OK, i see my "argument" was a bit too short. Let my try another way: $g(z) = f(\frac 1z)$ is injective from $\mathbb C^* \cup {\infty}$ to $\mathbb C$ and holomorphic except at $0$ . It thus has a singularity at $0$ , which is removable or a pole of order at most $1$ by the injectivity of $g$ . $g$ 's Laurent expansion at $0$ therefore is $g(z) = zR(z) + b + \frac az$ , $R(z)$ being entire.
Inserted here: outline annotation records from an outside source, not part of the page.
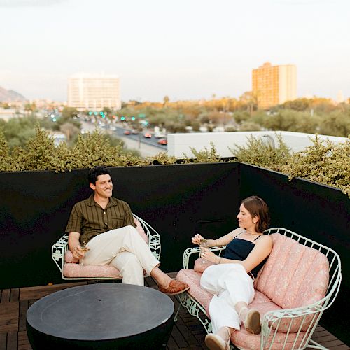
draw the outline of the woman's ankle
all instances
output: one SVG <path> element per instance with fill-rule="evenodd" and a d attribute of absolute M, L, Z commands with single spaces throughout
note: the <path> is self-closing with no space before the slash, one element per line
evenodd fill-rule
<path fill-rule="evenodd" d="M 220 337 L 225 343 L 231 338 L 231 330 L 230 327 L 221 327 L 215 334 Z"/>

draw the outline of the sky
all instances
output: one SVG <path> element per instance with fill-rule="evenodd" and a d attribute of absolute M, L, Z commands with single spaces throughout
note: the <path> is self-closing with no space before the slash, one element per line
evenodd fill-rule
<path fill-rule="evenodd" d="M 350 97 L 349 0 L 0 0 L 0 87 L 67 99 L 70 76 L 116 74 L 122 101 L 238 98 L 264 62 L 298 97 Z"/>

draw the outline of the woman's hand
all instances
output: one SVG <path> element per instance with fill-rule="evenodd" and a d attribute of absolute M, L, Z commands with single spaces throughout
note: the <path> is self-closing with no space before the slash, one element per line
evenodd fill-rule
<path fill-rule="evenodd" d="M 201 258 L 203 258 L 203 259 L 207 260 L 208 261 L 211 261 L 214 264 L 218 263 L 218 261 L 220 259 L 220 258 L 216 254 L 214 254 L 207 248 L 201 247 L 200 250 L 201 250 Z"/>
<path fill-rule="evenodd" d="M 73 256 L 76 259 L 81 259 L 84 256 L 84 253 L 81 250 L 80 244 L 77 244 L 73 251 Z"/>
<path fill-rule="evenodd" d="M 192 237 L 192 243 L 199 246 L 201 239 L 204 239 L 204 237 L 202 237 L 199 233 L 197 233 L 194 237 Z"/>

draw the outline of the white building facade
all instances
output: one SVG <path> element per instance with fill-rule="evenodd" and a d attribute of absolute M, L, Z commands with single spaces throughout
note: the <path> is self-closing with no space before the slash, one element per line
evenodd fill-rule
<path fill-rule="evenodd" d="M 69 78 L 68 106 L 78 111 L 121 108 L 119 77 L 104 74 L 75 74 Z"/>

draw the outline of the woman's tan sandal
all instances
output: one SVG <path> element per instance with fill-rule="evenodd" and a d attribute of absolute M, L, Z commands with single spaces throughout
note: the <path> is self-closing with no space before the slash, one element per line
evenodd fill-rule
<path fill-rule="evenodd" d="M 210 350 L 227 350 L 230 349 L 230 340 L 225 342 L 225 340 L 217 334 L 208 334 L 205 337 L 205 344 Z"/>
<path fill-rule="evenodd" d="M 261 332 L 260 314 L 256 309 L 250 309 L 244 321 L 246 330 L 252 334 L 260 334 Z"/>
<path fill-rule="evenodd" d="M 222 327 L 216 334 L 208 334 L 205 344 L 210 350 L 230 350 L 231 332 L 227 327 Z"/>

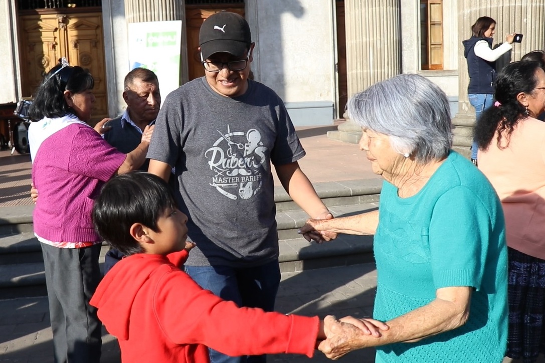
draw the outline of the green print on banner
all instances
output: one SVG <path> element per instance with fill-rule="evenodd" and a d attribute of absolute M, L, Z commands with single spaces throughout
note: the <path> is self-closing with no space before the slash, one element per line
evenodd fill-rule
<path fill-rule="evenodd" d="M 154 32 L 146 34 L 147 47 L 175 46 L 177 44 L 175 32 Z"/>

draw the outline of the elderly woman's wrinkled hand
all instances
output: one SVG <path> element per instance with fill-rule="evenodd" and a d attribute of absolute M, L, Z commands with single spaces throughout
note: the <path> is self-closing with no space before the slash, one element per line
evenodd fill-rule
<path fill-rule="evenodd" d="M 335 239 L 337 234 L 327 231 L 323 225 L 323 221 L 332 219 L 333 215 L 329 213 L 328 215 L 324 216 L 324 218 L 320 219 L 309 219 L 297 233 L 302 234 L 305 239 L 309 242 L 315 241 L 317 243 L 322 243 Z"/>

Then $f(z) = g(\frac 1z) = \frac {R(\frac 1z)}z + b + az$ . Since $f$ is analytic at $0$ , $R(\infty) = 0$ . $R \equiv 0$ , because $R$ is entire and vanishes at infinity (Liouville finally!).

Ouf, I hope i got it right now.

**Posted:** Sat May 22, 2004 5:20 am

koo · P versus NP Offline Joined: 27 Dec 2004 Posts: 24

**Posted:** Thu Feb 10, 2005 5:40 am

ComplexZeta

An entire function that is not a polynomial has an essential singularity at $\infty$ , so consider $g(z)=f(1/z)$ and apply Picard's Great Theorem.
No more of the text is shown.